The original python can be correct as:

    infile = ROOT.TFile(fname)
    data = infile.Get("data")
    mcinfo = ROOT.MCInfo() 

You probably need to use the full name of the branch i.e. likely something along the line of:

"MC.somethingelse.energy"

see the result of tree->Print() or tree.GetBranch("MC").Print()

Thank you a lot for your help.

I tried “mcinfo = ROOT.MCInfo()” however and get “cannot instantiate incomplete class ‘MCInfo’”

As for the output of tree.GetBranch(“MC”).Print(), I have this:

*Br    2 :MC        : MCInfo                                                 *
*Entries :       10 : Total  Size=      78114 bytes  File Size  =       1398 *
*Baskets :        1 : Basket Size=    8388608 bytes  Compression=  55.53     *
*............................................................................*

I tried “mcinfo = ROOT.MCInfo()” however and get “cannot instantiate incomplete class ‘MCInfo’”

Then try:

mcinfo = ROOT.MakeNullPointer("MCInfo")

Assuming it is the full output, it means that this branch is not split (i.e. likely in the original write the corresponding variable is a pointer to the abstract class MCinfo).
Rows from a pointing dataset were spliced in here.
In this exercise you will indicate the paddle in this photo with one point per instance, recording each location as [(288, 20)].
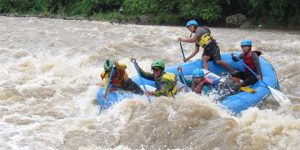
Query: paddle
[(278, 96), (137, 70), (107, 87), (182, 76), (182, 52)]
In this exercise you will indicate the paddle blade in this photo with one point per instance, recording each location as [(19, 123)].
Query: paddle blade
[(281, 98), (247, 89)]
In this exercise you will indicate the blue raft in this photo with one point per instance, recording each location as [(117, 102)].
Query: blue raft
[(235, 103)]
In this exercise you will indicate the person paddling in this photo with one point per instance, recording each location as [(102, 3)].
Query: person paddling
[(200, 84), (250, 58), (204, 39), (119, 78), (165, 82)]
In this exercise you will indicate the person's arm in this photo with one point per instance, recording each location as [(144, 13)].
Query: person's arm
[(165, 88), (193, 54), (234, 58), (146, 75), (120, 66), (188, 40), (105, 76), (205, 89), (255, 59), (188, 82)]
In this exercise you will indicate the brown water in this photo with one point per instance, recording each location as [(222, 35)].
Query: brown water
[(50, 75)]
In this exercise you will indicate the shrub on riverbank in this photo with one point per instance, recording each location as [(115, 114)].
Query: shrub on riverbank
[(170, 12)]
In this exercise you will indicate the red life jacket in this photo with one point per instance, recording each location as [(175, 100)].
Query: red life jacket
[(198, 88), (248, 61), (118, 78)]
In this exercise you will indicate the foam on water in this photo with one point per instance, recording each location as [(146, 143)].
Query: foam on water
[(50, 75)]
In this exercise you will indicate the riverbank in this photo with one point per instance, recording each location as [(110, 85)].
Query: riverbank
[(167, 19)]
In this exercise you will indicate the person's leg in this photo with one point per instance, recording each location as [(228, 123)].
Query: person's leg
[(205, 61), (216, 56), (133, 87), (224, 65), (249, 79)]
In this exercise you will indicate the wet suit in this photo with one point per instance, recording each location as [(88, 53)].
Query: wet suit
[(165, 83), (247, 77), (120, 80), (210, 47), (205, 85)]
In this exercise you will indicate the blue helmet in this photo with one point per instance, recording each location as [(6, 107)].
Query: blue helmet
[(246, 42), (192, 23), (198, 73)]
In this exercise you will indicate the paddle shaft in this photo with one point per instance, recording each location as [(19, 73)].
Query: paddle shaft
[(137, 70), (109, 79), (182, 52), (182, 76), (107, 86), (253, 72)]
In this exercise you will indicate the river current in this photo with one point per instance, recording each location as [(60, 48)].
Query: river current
[(49, 78)]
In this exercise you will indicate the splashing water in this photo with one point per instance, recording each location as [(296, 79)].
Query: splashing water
[(50, 76)]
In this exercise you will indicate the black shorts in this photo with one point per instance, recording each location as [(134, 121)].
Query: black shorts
[(247, 77), (133, 87), (212, 50)]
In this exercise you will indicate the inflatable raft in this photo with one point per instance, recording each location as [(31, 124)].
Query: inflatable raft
[(235, 103)]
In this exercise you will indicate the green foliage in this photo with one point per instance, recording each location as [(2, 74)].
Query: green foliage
[(276, 12), (206, 9)]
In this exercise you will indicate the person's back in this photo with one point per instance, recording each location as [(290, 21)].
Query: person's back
[(119, 78), (251, 60), (199, 83), (165, 82)]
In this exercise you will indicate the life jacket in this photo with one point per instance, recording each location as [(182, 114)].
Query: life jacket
[(206, 38), (198, 88), (247, 59), (170, 77), (118, 79)]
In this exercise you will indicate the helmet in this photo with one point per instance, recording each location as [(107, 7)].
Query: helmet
[(108, 64), (192, 23), (197, 73), (246, 42), (158, 63)]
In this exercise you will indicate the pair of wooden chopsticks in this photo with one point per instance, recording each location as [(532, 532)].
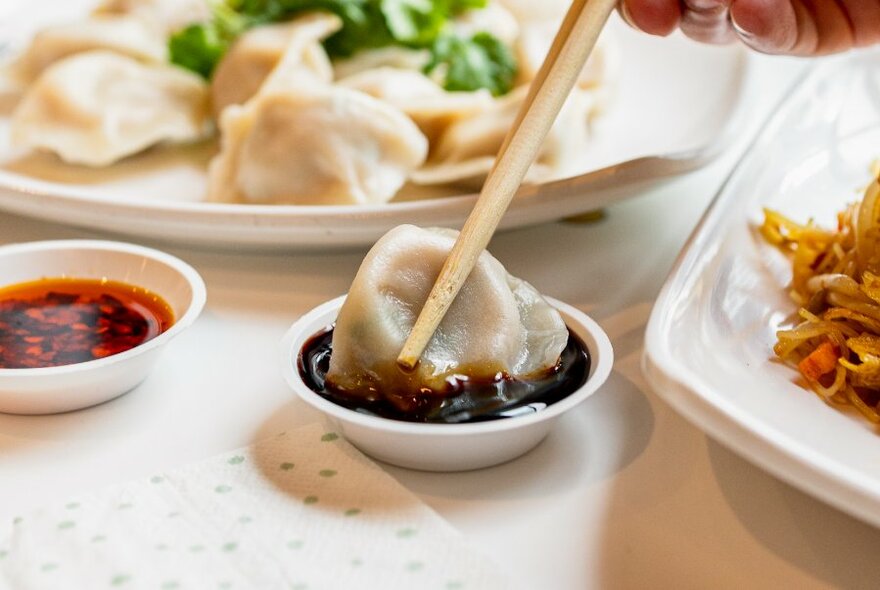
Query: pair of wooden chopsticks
[(572, 46)]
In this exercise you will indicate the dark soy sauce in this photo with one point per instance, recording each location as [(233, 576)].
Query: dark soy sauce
[(466, 400)]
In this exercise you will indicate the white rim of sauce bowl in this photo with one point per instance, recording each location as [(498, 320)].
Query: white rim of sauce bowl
[(445, 447), (64, 388)]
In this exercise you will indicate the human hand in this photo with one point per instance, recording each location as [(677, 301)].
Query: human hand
[(793, 27)]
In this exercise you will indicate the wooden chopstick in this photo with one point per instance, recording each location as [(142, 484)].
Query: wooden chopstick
[(572, 46)]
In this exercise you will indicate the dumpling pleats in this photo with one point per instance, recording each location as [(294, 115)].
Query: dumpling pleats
[(98, 107)]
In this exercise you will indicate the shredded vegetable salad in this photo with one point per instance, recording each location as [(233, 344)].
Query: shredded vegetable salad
[(836, 283)]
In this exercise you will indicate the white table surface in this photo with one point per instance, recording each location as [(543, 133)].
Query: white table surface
[(623, 494)]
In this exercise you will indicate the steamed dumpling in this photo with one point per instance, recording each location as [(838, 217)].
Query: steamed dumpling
[(165, 15), (310, 143), (497, 324), (97, 107), (255, 55), (431, 107), (494, 18), (466, 150), (121, 34), (399, 58)]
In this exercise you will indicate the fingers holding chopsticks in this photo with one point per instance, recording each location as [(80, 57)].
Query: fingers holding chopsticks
[(792, 27)]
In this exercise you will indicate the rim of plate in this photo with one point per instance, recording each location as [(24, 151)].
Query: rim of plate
[(187, 272), (687, 392), (601, 362)]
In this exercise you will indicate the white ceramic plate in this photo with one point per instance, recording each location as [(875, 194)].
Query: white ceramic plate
[(665, 119), (708, 346)]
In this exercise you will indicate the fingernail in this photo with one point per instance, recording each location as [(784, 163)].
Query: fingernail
[(624, 12)]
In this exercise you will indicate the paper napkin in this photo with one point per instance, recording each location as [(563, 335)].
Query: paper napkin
[(302, 511)]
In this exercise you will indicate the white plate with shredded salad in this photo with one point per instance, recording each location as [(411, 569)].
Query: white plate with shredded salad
[(663, 120), (709, 346)]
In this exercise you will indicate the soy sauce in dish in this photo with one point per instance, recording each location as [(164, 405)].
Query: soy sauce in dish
[(62, 321), (466, 400)]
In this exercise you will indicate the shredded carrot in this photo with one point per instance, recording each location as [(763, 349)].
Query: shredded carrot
[(820, 362)]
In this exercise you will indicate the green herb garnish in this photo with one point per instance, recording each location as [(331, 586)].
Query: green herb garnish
[(457, 63), (470, 64)]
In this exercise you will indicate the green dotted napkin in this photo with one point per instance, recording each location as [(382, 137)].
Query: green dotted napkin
[(303, 511)]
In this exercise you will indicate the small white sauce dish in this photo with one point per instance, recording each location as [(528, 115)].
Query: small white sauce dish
[(445, 447), (70, 387)]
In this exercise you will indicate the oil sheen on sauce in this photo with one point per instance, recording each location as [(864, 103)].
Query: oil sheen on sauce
[(470, 400), (62, 321)]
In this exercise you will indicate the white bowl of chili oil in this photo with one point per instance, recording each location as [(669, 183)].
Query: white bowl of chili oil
[(83, 321)]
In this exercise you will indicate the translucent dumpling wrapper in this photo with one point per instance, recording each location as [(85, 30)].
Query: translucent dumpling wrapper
[(314, 144), (257, 53), (430, 107), (124, 35), (98, 107), (498, 324), (165, 15)]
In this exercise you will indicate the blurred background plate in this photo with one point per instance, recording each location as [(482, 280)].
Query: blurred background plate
[(709, 345), (676, 106)]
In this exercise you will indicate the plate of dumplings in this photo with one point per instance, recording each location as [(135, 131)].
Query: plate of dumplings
[(179, 121)]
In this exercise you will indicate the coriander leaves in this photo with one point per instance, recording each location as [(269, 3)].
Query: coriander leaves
[(470, 64), (456, 62)]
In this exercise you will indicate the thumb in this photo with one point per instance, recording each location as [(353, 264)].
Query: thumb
[(768, 26)]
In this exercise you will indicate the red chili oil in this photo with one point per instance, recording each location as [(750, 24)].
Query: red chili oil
[(62, 321)]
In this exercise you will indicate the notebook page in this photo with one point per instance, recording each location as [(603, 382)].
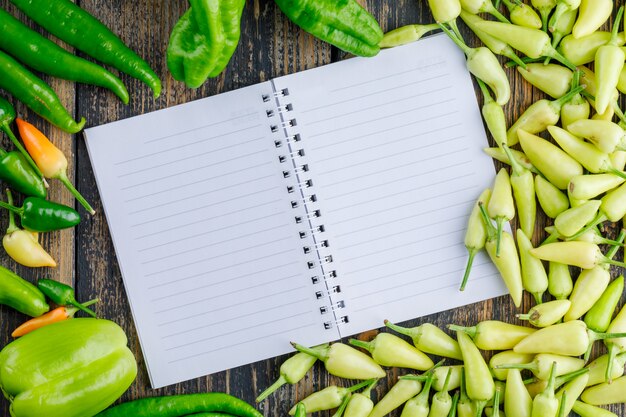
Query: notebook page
[(205, 234), (394, 144)]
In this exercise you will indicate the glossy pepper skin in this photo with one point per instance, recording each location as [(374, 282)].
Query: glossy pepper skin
[(181, 405), (72, 368), (70, 23), (45, 56), (21, 295), (204, 40), (342, 23), (36, 94)]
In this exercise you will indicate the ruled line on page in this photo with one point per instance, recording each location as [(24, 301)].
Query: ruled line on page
[(181, 146), (394, 75), (387, 90)]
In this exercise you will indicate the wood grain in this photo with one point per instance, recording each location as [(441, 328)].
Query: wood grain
[(270, 46)]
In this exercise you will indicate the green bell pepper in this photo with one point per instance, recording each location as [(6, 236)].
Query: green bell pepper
[(73, 368)]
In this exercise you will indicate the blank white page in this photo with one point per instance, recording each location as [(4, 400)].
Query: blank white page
[(394, 144), (205, 235)]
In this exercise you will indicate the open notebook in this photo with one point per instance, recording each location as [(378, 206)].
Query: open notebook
[(306, 208)]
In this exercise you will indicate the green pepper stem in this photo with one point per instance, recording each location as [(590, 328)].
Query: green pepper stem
[(277, 384), (23, 151), (468, 268), (68, 184)]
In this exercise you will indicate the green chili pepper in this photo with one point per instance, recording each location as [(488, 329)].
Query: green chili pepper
[(586, 410), (484, 65), (203, 40), (498, 154), (40, 215), (546, 314), (506, 357), (475, 235), (344, 361), (61, 294), (585, 187), (389, 350), (430, 339), (45, 56), (480, 386), (552, 79), (7, 116), (72, 368), (494, 335), (517, 400), (328, 398), (533, 43), (70, 23), (291, 371), (557, 166), (35, 93), (177, 405), (534, 276), (508, 263), (406, 34), (344, 24), (598, 368), (21, 295), (560, 283), (522, 15), (599, 317), (571, 338), (539, 116), (541, 365), (496, 45)]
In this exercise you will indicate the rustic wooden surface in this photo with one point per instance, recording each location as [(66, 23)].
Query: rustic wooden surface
[(270, 46)]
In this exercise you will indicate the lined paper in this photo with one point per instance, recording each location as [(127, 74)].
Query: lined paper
[(205, 234), (396, 153)]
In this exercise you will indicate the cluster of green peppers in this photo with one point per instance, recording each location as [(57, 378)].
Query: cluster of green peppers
[(21, 46)]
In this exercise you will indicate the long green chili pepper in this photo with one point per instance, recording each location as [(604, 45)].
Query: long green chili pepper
[(40, 215), (390, 350), (517, 400), (35, 93), (508, 263), (45, 56), (406, 34), (344, 361), (475, 234), (21, 295), (430, 339), (494, 334), (546, 314), (496, 45), (608, 66), (484, 65), (291, 371), (344, 24), (479, 382), (70, 23), (61, 294), (180, 405)]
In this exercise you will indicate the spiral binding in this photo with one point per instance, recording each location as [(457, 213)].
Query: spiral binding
[(292, 157)]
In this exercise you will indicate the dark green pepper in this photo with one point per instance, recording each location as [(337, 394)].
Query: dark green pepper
[(21, 295), (39, 215), (15, 171), (204, 39), (61, 294), (342, 23), (36, 94)]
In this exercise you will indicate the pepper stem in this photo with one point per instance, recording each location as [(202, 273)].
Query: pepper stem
[(277, 384), (63, 178), (23, 151)]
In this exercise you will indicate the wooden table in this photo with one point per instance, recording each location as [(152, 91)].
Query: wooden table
[(270, 46)]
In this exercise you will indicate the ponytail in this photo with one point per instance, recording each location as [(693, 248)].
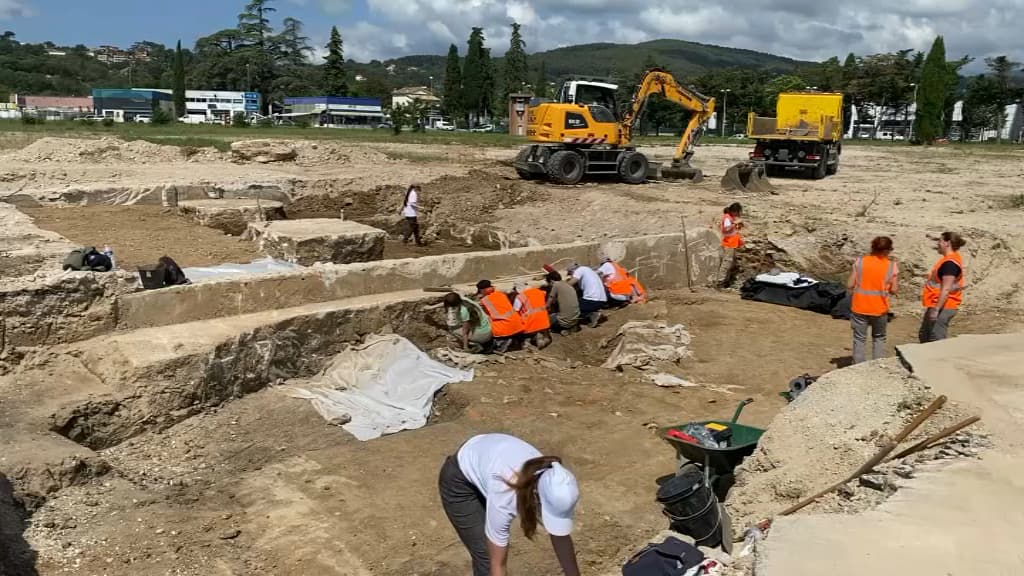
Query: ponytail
[(527, 501)]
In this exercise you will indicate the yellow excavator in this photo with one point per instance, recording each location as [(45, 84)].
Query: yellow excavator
[(580, 135)]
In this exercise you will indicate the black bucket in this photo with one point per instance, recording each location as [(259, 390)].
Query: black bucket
[(691, 506)]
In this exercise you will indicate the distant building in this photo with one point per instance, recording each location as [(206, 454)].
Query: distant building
[(53, 108), (124, 105), (336, 111), (217, 106)]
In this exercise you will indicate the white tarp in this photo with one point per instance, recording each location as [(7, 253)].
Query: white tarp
[(381, 386), (199, 274)]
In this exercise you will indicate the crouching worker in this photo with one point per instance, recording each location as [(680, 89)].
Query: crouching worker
[(530, 302), (563, 306), (623, 289), (468, 323), (506, 325), (493, 479)]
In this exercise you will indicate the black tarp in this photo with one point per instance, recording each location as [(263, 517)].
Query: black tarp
[(823, 297)]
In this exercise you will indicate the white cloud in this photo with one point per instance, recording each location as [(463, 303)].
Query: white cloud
[(801, 29), (14, 8)]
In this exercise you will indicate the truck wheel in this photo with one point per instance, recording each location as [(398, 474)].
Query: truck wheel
[(521, 159), (633, 167), (833, 168), (565, 167)]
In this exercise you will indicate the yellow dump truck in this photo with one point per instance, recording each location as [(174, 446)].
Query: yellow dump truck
[(805, 136)]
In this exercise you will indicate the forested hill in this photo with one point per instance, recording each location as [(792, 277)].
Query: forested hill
[(51, 69)]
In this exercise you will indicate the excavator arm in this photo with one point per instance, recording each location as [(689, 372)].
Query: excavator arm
[(657, 81)]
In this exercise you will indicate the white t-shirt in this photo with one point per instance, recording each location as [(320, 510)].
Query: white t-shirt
[(590, 283), (411, 205), (486, 461)]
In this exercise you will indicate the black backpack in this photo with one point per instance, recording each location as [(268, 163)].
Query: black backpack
[(671, 558), (88, 259)]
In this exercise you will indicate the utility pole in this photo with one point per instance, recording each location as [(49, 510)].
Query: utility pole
[(725, 108)]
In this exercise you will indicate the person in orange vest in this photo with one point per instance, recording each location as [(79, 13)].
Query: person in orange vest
[(531, 303), (506, 325), (873, 278), (729, 227), (622, 287), (943, 290)]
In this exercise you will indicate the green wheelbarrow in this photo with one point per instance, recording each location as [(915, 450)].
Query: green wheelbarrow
[(718, 463)]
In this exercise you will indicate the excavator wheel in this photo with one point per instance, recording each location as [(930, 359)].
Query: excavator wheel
[(747, 176), (633, 167), (565, 167)]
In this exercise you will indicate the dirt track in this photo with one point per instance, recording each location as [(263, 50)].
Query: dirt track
[(307, 498)]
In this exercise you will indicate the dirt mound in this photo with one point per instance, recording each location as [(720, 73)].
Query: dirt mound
[(826, 434), (99, 151)]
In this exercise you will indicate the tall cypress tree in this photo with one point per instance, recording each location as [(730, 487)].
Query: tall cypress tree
[(179, 83), (453, 83), (335, 80), (541, 82), (473, 75), (932, 93), (515, 64)]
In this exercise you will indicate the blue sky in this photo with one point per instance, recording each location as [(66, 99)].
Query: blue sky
[(381, 29)]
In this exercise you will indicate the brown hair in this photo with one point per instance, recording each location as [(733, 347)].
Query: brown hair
[(526, 500), (881, 245), (953, 239)]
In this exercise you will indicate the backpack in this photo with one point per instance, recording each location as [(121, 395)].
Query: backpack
[(88, 259), (173, 275), (671, 558)]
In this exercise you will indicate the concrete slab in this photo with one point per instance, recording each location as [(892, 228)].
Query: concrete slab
[(964, 520), (231, 215), (309, 241)]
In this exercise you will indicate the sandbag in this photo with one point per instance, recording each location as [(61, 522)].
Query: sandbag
[(823, 297)]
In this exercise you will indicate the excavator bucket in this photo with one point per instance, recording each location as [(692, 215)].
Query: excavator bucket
[(747, 176), (681, 171)]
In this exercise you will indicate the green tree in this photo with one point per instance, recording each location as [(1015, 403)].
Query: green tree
[(453, 83), (474, 79), (179, 82), (932, 92), (335, 79), (515, 65), (541, 82)]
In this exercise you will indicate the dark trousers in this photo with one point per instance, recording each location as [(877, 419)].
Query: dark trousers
[(466, 509), (412, 230)]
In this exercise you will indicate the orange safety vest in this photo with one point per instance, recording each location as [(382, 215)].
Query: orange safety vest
[(730, 239), (873, 277), (504, 321), (933, 286), (534, 309)]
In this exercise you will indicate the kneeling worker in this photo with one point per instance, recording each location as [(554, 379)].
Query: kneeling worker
[(506, 325), (622, 287), (530, 302)]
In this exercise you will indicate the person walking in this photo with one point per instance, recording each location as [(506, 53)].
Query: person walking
[(729, 228), (872, 280), (943, 291), (495, 478), (467, 321), (411, 211)]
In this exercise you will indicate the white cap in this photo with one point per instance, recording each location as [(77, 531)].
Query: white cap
[(559, 495)]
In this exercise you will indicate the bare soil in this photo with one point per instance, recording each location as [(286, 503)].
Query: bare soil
[(140, 235)]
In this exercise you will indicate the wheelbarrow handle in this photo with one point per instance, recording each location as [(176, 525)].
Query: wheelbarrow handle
[(739, 408)]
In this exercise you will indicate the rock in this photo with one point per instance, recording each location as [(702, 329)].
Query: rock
[(904, 470), (263, 151), (878, 482)]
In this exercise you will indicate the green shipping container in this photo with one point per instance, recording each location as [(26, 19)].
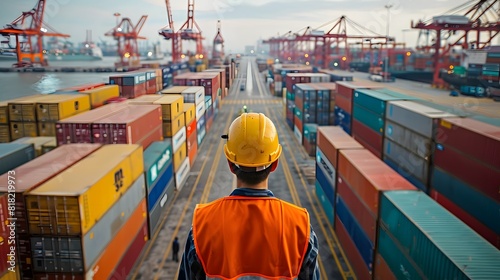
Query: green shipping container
[(157, 157), (369, 118), (435, 242)]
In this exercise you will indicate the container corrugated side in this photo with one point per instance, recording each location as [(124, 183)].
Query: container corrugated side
[(438, 243), (330, 139), (93, 242), (13, 155), (368, 176), (113, 253), (71, 202), (157, 157), (417, 117)]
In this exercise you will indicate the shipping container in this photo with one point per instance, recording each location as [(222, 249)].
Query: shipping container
[(369, 176), (182, 174), (23, 129), (13, 155), (189, 112), (111, 256), (51, 254), (78, 129), (172, 127), (157, 210), (172, 106), (136, 124), (60, 106), (98, 180), (37, 142), (24, 109), (434, 239)]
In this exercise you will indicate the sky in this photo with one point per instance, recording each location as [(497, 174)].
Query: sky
[(243, 23)]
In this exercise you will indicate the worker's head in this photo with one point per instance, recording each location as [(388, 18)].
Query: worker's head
[(252, 147)]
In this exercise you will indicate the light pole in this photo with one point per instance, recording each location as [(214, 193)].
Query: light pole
[(388, 7)]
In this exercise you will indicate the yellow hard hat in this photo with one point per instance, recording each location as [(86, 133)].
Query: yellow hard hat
[(252, 141)]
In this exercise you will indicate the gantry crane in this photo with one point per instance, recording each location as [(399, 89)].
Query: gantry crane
[(126, 34), (29, 30), (168, 32), (480, 17), (218, 45), (191, 31)]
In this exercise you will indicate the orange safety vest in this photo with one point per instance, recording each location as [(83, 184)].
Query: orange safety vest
[(238, 236)]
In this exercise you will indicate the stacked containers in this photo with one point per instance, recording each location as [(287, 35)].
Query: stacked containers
[(40, 170), (80, 212), (22, 116), (132, 84), (57, 107), (13, 155), (419, 239), (191, 136), (175, 128), (330, 140), (78, 129), (159, 174), (410, 130), (368, 122), (343, 102), (466, 174), (135, 124), (361, 180)]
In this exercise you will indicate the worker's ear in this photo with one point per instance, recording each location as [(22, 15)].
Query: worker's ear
[(274, 165)]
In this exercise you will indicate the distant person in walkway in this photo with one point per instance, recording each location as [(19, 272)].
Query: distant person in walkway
[(251, 233), (175, 249)]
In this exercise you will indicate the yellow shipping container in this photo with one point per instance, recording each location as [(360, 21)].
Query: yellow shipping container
[(61, 106), (24, 108), (37, 142), (174, 90), (171, 106), (144, 99), (189, 113), (23, 129), (4, 133), (179, 156), (98, 96), (11, 275), (170, 128), (74, 200)]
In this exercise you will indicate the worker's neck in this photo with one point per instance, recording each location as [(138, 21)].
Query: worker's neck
[(261, 186)]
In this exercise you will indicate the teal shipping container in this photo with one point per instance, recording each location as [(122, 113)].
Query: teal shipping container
[(13, 155), (431, 243), (157, 157)]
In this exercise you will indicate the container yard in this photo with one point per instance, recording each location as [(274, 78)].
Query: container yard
[(400, 177)]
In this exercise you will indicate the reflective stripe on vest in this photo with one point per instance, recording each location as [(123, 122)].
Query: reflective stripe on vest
[(239, 236)]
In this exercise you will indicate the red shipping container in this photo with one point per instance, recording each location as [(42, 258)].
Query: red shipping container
[(123, 269), (477, 139), (382, 271), (370, 139), (191, 128), (344, 103), (332, 139), (472, 222), (136, 124), (352, 253), (360, 212), (368, 176), (78, 129), (482, 177), (40, 170)]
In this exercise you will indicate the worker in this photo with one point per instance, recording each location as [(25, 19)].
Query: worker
[(250, 233)]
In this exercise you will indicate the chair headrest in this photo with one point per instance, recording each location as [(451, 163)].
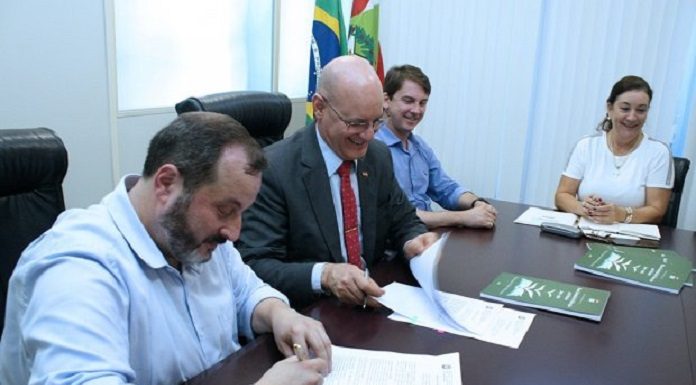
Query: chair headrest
[(263, 114), (30, 158), (681, 167)]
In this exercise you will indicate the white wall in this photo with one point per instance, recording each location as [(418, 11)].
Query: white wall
[(482, 58), (517, 83), (53, 74)]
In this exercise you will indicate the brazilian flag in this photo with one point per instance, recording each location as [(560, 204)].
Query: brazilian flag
[(363, 33), (328, 42)]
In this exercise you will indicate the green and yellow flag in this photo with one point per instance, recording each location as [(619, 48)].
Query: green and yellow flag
[(328, 42), (363, 33)]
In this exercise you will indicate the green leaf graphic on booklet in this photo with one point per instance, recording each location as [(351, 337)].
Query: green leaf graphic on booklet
[(549, 295), (654, 268)]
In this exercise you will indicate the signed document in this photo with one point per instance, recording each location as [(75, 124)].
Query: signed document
[(369, 367)]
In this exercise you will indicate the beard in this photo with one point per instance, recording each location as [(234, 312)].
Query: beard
[(182, 245)]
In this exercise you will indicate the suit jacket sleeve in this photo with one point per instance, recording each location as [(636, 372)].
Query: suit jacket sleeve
[(263, 243)]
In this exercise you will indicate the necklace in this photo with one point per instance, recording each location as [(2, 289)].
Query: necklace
[(620, 160)]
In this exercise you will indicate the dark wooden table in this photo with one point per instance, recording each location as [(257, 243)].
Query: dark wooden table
[(645, 336)]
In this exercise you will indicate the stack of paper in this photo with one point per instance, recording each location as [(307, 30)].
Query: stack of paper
[(624, 230), (429, 307), (368, 367), (536, 216), (484, 321), (549, 295), (658, 269)]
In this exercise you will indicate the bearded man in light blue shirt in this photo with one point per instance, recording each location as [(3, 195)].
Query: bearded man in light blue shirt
[(417, 169), (146, 287)]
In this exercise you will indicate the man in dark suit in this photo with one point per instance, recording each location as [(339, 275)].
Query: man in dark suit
[(293, 235)]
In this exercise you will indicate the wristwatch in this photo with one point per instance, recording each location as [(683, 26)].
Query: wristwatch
[(478, 200), (629, 214)]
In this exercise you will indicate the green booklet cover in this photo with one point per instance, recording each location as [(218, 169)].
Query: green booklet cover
[(549, 295), (654, 268)]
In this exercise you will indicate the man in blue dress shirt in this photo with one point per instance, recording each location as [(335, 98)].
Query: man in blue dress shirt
[(146, 287), (417, 169)]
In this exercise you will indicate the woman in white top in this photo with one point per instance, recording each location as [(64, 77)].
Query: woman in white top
[(619, 174)]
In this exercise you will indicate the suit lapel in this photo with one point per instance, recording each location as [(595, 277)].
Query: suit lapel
[(367, 185), (318, 190)]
Sorry, I am quite new to this and I don’t get how this is helping me access the leaves. I tried doing “mcinfo = ROOT.MakeNullPointer(“MCInfo”)” and then " ROOT.MCInfo()" but I still get the same output.

And yes, this is the sole output of “tree.GetBranch(“MC”).Print()”.

It would have to be followed by the python equivalent of the SetBranchAddress and GetEntry.

But maybe we should try to get the RDataFrame version working.
What is the output of (here in C++ but you should be able to do something similar in python):

   TFile *file = new TFile(fname);
   TClass::GetClass("MCInfo")->GetStreamerInfos()->ls();

This topic was automatically closed 14 days after the last reply. New replies are no longer allowed.